January 9, 2002 | By: Laura Skillman

One year ago, the corn-soybean science group at the University of Kentucky College of Agriculture officially organized. The group is made up of professionals from various departments within the college who focus their work on corn or soybeans.

Morris Bitzer, an agronomist at UK, coordinates the newly established group.

"Probably the biggest value of the group is that the professional people can keep up with what others are doing in terms of research and education," he said.

This group allows for more collaboration and focus on things that need to be done, Bitzer said. With busy schedules, it is sometimes difficult to keep current on the various research efforts under way within other departments, he said.

Bitzer said the corn-soybean group idea is an outgrowth from grain tours he and James Herbek, a UK agronomist based in Princeton, have held for the past three years.

The corn-soybean group is modeled after the success of the wheat science group that was established in 1997 and includes members of six departments.

Combining corn and soybean science together makes sense, Bitzer said, because farmers who grow corn generally grow soybeans as well.

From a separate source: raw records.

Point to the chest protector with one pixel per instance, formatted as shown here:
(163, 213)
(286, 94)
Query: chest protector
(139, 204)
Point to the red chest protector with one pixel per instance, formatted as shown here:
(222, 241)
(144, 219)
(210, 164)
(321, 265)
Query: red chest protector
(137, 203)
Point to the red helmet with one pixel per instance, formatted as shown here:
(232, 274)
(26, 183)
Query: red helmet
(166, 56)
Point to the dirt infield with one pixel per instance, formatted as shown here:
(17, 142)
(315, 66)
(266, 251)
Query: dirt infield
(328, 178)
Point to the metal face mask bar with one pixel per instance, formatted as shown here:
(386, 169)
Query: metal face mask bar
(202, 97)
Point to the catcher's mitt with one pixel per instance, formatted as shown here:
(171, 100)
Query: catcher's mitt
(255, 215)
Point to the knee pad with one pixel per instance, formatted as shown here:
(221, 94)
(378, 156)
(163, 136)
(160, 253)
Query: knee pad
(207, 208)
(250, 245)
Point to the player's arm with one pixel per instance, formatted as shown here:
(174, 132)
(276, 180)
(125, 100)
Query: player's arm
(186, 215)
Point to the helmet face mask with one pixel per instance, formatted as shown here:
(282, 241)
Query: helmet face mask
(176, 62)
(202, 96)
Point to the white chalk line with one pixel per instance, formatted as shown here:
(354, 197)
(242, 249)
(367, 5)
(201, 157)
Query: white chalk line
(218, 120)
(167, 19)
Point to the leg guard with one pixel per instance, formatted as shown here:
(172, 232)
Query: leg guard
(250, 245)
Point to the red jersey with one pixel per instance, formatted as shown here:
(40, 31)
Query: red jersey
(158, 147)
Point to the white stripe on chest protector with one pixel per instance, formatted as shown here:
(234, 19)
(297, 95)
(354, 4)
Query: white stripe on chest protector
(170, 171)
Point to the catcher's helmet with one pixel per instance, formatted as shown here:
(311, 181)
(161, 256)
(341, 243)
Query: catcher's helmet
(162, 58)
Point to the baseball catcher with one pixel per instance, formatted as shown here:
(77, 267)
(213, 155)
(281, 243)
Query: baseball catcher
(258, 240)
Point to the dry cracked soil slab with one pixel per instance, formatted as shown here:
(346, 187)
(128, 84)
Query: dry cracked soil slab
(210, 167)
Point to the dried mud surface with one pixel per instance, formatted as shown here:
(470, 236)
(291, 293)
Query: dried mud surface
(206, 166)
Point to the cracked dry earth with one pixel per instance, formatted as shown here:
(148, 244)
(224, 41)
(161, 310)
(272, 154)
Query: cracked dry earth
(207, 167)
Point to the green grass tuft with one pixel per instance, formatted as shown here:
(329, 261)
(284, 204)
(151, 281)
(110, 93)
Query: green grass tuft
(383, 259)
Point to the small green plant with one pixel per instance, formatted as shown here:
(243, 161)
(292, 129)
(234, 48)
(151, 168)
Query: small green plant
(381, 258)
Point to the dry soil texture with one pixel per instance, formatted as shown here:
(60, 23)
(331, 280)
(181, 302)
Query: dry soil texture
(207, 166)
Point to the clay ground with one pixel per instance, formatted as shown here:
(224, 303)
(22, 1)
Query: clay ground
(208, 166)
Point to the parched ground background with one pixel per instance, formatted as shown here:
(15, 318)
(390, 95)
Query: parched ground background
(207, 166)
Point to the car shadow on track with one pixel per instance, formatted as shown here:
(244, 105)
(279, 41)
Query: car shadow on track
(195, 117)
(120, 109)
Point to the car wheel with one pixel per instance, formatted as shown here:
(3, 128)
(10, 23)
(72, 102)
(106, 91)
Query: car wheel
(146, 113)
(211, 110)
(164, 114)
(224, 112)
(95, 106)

There was some discussion on putting all three commodities into one group, but Bitzer said the focus of the two groups is somewhat different.

Todd Barlow, executive director of the Kentucky Corn Growers and Kentucky Small Grain Growers associations said his membership is enthusiastic about the newly formed group. His experience with UK's wheat group as been positive, he said, and if the corn-soybean group turns out the same way "we will be more than pleased."

Bitzer said the group's goals include providing annual producer training sessions. The group's first session was held last month in Lexington and included information on market outlook, fertility management, genetically-modified grains, biotechnology use in pest control and an introduction into some of the new technology research being conducted at UK.

"We are trying to get the word out about what we are doing," he said.

To help accomplish that goal, the group will be sending out quarterly newsletters updating research activities and providing production updates. The group's first newsletter was sent out in the past few weeks. The Kentucky Corn Growers Association sent the newsletter to its membership.

In the future, the group also plans to hold field days to highlight some of the research.